Now we repeat until we find the location of the bug and zero in on it. Whether you validate or invalidate your hypothesis, you gain information which lets you construct another, narrower, hypothesis! We keep going back to forming hypotheses (or gathering more information) until we are quite close to the bug. As you repeat, you may shift from location to behavior-based hypotheses; this is natural and okay as long as you keep gaining information and not just ruling out one particular cause of the bug.

6. Fix the bug!

Now we get to the final stage. We know what the bug is, how to reproduce it, how the system works, and where the bug is. All that's left is to fix it!
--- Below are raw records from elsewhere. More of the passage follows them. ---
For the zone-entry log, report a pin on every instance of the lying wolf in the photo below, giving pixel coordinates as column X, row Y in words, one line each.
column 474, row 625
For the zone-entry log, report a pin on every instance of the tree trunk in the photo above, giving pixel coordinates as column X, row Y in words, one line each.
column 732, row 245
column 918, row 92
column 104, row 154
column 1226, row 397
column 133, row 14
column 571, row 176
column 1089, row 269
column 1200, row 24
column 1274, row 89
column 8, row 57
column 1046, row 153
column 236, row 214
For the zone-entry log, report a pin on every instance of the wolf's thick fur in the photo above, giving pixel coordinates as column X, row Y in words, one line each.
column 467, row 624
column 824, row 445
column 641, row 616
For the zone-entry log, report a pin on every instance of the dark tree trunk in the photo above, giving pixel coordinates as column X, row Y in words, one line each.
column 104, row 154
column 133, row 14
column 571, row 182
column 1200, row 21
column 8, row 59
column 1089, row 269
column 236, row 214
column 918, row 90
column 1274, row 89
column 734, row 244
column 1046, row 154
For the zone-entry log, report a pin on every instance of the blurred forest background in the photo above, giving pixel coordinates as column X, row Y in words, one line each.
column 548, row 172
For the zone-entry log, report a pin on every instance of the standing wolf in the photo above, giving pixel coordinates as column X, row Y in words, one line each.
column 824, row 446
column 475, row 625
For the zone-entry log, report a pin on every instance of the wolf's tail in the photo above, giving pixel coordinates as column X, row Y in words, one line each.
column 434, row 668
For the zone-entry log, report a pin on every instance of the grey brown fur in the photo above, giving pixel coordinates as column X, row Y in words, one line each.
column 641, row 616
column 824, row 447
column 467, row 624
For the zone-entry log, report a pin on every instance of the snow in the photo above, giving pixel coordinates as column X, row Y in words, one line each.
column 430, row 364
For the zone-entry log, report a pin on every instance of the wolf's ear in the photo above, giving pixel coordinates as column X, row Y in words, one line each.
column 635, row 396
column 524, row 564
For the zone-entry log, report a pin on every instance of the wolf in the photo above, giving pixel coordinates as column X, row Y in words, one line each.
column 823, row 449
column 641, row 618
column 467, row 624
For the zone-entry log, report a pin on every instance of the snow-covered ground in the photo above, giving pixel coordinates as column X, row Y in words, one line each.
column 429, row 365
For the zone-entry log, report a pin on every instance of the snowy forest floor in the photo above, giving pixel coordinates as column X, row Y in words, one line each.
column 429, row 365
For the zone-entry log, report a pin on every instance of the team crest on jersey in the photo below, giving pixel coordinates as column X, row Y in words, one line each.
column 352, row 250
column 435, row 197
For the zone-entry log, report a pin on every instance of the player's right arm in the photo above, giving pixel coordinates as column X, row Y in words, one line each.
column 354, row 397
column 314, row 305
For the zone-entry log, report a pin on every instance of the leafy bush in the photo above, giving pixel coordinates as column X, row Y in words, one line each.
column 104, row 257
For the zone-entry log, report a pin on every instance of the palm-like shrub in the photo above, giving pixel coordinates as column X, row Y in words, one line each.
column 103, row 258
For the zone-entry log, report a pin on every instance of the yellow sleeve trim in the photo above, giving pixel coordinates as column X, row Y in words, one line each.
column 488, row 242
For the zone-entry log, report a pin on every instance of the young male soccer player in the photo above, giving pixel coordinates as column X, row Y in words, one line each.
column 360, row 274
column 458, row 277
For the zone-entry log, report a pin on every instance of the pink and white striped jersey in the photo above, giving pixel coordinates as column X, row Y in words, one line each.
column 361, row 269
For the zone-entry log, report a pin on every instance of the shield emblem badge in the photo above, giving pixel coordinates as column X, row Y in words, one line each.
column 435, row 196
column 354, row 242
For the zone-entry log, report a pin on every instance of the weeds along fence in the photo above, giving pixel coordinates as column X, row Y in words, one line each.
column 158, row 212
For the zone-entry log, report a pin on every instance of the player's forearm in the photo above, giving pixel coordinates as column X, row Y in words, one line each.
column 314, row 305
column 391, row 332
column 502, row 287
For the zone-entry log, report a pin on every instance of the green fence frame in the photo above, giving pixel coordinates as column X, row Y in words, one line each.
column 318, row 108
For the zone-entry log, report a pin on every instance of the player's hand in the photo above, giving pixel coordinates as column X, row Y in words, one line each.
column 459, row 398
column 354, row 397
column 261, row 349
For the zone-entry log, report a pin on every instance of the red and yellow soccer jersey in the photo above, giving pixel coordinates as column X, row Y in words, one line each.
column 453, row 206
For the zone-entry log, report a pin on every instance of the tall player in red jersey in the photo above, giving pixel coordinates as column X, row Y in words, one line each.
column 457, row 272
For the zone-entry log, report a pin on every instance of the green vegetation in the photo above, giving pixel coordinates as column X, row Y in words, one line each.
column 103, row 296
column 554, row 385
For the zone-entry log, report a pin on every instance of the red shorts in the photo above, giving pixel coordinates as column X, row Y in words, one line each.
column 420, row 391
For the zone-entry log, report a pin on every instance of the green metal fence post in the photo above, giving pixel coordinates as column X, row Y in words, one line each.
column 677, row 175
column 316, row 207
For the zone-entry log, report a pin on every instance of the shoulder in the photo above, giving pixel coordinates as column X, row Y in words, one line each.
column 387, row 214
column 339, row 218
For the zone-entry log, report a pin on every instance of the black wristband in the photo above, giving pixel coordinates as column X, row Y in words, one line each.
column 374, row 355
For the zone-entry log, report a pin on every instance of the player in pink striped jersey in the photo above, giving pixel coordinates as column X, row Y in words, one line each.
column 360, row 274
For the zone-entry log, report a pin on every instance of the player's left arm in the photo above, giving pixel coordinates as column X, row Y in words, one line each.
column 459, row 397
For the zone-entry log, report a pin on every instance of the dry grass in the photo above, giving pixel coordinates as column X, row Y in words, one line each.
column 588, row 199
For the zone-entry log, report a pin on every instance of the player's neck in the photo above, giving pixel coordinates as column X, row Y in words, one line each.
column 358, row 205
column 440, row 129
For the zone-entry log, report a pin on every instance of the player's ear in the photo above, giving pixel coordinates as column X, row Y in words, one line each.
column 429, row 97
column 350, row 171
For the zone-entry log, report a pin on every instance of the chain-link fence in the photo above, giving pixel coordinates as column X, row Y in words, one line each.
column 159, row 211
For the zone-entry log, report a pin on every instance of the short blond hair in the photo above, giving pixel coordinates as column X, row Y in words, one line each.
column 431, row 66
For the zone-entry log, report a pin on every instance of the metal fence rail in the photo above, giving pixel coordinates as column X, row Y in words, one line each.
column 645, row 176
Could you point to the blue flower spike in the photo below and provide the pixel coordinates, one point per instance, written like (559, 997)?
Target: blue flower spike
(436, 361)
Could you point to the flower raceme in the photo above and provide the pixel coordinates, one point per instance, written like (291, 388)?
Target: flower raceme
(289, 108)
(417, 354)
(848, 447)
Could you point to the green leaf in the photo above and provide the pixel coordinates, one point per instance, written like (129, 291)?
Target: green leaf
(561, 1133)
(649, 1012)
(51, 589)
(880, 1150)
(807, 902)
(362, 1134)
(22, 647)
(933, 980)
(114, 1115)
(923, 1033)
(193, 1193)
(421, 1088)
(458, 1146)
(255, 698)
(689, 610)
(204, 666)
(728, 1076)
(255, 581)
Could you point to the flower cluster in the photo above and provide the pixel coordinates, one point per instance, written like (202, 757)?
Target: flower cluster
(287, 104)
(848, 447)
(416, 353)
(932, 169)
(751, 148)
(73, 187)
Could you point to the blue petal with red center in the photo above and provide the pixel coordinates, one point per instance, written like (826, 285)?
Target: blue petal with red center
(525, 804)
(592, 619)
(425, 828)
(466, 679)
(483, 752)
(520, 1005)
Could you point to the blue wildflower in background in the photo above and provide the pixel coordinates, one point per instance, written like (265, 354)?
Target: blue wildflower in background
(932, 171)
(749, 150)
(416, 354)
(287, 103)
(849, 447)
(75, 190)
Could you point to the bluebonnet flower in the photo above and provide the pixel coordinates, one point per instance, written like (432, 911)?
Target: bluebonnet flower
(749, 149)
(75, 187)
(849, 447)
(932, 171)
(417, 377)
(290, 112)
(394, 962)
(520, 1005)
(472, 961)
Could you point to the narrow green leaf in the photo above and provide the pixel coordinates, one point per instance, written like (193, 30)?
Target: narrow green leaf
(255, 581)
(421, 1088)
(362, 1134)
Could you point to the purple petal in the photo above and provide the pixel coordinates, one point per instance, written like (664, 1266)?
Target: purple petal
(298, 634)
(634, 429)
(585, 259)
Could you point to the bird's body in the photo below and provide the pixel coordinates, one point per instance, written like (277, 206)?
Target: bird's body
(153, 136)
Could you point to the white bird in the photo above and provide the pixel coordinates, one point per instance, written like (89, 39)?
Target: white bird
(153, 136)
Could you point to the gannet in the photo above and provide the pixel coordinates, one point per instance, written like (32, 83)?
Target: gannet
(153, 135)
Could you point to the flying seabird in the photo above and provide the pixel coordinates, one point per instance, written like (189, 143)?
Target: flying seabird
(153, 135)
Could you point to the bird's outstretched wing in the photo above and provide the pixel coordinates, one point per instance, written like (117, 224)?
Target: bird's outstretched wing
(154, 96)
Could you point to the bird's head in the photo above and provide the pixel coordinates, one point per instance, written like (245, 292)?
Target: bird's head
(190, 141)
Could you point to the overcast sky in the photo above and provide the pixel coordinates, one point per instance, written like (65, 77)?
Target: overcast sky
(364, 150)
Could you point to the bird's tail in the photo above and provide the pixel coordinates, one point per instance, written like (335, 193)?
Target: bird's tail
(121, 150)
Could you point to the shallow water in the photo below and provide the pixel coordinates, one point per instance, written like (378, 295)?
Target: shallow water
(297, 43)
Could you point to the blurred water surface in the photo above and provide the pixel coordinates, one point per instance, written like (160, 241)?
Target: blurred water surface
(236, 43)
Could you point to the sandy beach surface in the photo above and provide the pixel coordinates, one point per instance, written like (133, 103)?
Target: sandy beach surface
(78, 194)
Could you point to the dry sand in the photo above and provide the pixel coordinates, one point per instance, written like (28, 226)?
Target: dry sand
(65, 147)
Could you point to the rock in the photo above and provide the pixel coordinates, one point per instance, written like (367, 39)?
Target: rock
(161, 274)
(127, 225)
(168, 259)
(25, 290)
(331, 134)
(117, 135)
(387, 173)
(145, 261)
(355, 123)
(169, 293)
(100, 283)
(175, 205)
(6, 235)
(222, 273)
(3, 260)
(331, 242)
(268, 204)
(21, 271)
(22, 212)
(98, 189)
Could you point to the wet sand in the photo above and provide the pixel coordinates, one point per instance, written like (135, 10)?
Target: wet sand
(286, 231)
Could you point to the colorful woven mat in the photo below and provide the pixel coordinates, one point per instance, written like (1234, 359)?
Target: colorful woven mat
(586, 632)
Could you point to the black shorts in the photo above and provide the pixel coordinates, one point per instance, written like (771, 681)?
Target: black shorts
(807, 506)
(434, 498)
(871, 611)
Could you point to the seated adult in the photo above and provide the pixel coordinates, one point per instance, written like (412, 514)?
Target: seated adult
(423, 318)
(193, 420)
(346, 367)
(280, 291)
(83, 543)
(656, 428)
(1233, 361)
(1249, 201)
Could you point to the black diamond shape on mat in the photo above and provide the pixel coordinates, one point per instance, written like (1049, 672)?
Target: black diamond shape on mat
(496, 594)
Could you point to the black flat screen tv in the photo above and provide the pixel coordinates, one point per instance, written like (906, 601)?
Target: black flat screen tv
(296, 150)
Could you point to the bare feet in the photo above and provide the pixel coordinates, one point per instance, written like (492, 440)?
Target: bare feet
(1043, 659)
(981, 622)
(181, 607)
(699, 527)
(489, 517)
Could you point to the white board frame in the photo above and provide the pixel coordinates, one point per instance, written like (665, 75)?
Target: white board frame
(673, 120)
This is hopefully the easy part once you've gotten here. If it's a "simple" bug, then this is straightforward coding. Sometimes the bug belies a deficiency in the design of the system, and then it's a lot more challenging to fix, but at least you're armed with the information you need to fix or mitigate it.

This stage may also sometimes kick you back to an earlier stage, if attempting to fix it reveals that it's not where you thought or that there are other interacting pieces. You might be going back and repeating steps, but it's all forward progress. Repeat as many times as needed.


That's my general process! One of the things I like about it is that it isn't specific to software at all, outside of tools you choose to use. You can apply this process to debugging systems in general, and it's a good systematic approach to problem solving. You learn a lot along the way, too!


1

When I returned from my sabbatical at RC, there were a couple of bugs where people said "oh, we were saving this one for when you got back!"

2

This does assume that you have less restricted access on your local environment than production. You don't have root in prod... right?

3

Gotta love these ones, and there's a term for them: Heisenbugs.